I want to perform a regression with a Neural Network using (environmental) spatiotemporal data. They share a target variable and have the same dimensions (latitude, longitude and time) but they are expressed in different styles/data shapes and show different features that I want to use as predictors.
My assumption: it would improve the training if the networks "knows" that the dimensions are shared as the time and location are important for training.
My question is: how can I train a Neural Network with these separate inputs, while making sure the network "knows" that the dimensions belong together? Here are the two data shapes:
- Dataset 1 has the data on a regular grid/matrix that has the size "latitude x longitude x time x features", which means that the dimension information (latitude, longitude, time) is contained in the position within the grid. They are very similar to images used in e.g. image classification that have different features/channels (where the equivalent to my features are the RGB-channels), only that there's an additional time dimension. I'd like to keep this data structure so I'd be able to use techniques from image classification, like working with 2D/3D convolutional neural networks.
- Dataset 2 is a very sparse dataset with individual locations over time (point measurements), which is most efficiently displayed as a csv-style table, where the features and also the latitude, longitude and time dimensions are shown as individual columns. I'm reluctant to turn these sparse datapoints into a similar grid as the first dataset, as it would result in 99.9% NaNs and I'm not sure how the network would handle that, even with data imputation.
I'm aware that you can't "label" features for a neural network so that it "knows" where they belong together and that the process of scaling/normalization will further anonymize things. Is there any kind of trick I can employ to better connect the two separate inputs given that they share the same dimensions? And at the same time make clear that the features are not the same and it is just additional information/predictors? Is there a way I could approach this? Or is it simply not possible and I'd have to turn either of the two into the other data type?

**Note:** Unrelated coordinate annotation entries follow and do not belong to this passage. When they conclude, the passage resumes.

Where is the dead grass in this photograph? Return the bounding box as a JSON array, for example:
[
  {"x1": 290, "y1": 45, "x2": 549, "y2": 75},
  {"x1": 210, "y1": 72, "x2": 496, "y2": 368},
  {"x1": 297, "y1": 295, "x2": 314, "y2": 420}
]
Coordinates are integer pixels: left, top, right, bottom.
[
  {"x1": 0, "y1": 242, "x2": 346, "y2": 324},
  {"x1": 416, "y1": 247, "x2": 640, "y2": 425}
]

So far the closest solution I've come across was to build a neural network with two separate inputs following this example (which is using tensorflow/keras in Python). Unless I misunderstand it, it feeds in a image/table batch per timestep, which seems to be a way to get around my problem if the only dimension were time, but I'm not sure how to account for longitude/latitude. There are also a few more posts like here but they just explain that you can use multiple inputs - they don't talk about how different inputs could work together/influence each other.